The old saying is that there are only two guarantees in life: death and taxes. Obviously, no one likes either one. People like to complain about taxes, but rarely do we talk about death. We have to talk about death because someday, you will die. There is no doubt about it; you just don't know how and when. Since we don't know the how or, more importantly, the when of our demise, we need to have life insurance to protect our family.
Life insurance, quite simply, is a promise to pay money when the insured person dies. In return for this promise, someone (usually the insured person) pays an agreed upon amount every year to the insurer. Anyone who receives the payment upon death is known as a beneficiary. The person covered is the insured.
Before you choose a type of life insurance, you need to figure out why you want it. Some of the issues you should consider when selecting insurance include:
- Do you have a mortgage and other debt that you want paid?
- Do you have children whose college expenses you want to fund?
- Do you have a spouse that will be raising children without your help or your income?
- Do you want to leave an inheritance to your family?
- How much do you want to spend on insurance?
- How old are you now and how much longer will you be financially responsible for your children?
Types of Insurance
There are three basic categories of life insurance: term, whole/universal, and variable universal. Depending on the insurance company you use, you may find more options, but they are usually variations of the three basic types.
Term Life: Term life insurance is the least expensive. You choose a fixed period that you want coverage, normally 20 to 30 years. The insurance company then gives you a fixed premium for that period. The healthier you are, the lower the premium, since the odds of you dying while covered are lower. If you smoke, expect your premium to be nearly double. With term life, you can ensure coverage just for the years of your life when you are responsible for kids and mortgage payments. However, if you outlive the coverage, but still want a policy, the premium will skyrocket. If you don't die during the coverage period, you (or your family) get nothing for all the years of premium payments.

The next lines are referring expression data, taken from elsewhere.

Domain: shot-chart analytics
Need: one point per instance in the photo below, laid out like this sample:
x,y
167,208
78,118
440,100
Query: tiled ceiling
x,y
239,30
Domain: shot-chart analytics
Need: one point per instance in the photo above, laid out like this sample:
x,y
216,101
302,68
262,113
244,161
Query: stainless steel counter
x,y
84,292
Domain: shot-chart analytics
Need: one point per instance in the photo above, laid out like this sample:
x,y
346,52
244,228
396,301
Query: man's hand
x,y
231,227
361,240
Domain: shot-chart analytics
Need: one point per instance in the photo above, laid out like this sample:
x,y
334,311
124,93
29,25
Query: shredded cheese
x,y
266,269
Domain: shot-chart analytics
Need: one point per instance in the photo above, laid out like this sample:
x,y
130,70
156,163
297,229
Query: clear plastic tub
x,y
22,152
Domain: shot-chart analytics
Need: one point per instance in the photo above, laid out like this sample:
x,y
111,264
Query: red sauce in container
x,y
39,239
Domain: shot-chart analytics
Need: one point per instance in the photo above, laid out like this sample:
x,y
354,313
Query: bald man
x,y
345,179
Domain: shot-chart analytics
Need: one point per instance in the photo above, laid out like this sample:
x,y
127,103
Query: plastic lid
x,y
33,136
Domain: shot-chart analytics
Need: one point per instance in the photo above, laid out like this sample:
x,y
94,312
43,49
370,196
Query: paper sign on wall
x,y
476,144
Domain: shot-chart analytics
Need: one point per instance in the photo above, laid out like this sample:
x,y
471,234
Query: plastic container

Whole or Universal Life: There are a number of variations of whole and universal life, but they normally share several common themes. First, you will die during the coverage period... you are covered for your life. As a result, the premiums are much higher than term (it can cost 10 to 15 times more than term life per year for the same coverage). Second, they often have a cash value, which means that part of your premium is used to build a type of retirement account. You can cash out the policy or borrow from it, both with negative consequences on any death benefits. The premium payments may be fixed for life, or you may have the option of adjusting coverage or cash value to affect your premium amounts. The cash value normally has a fixed return, which can be comforting in poor economic times. Early purchase of a whole life policy can ensure that a child has coverage, even if he/she develops a serious illness later in life. However, if you reach a ripe old age and outlive your spouse, your insurance policy may become nothing more than an inheritance check for your adult children. The interest paid on the cash value will normally be worse than what you could have earned in a good mutual fund.
Variable Universal Life: This is a policy that takes many of the aspects of a universal life program, but adds in the ability to invest into mutual funds and use your cash value in the stock market. Because the performance of the stock market affects the value of the insurance policy, the payments can fluctuate dramatically. For the promise of greater returns, you will be passing up any guarantees. You will be insured for life, but your premium payments and your ultimate death benefit could fluctuate.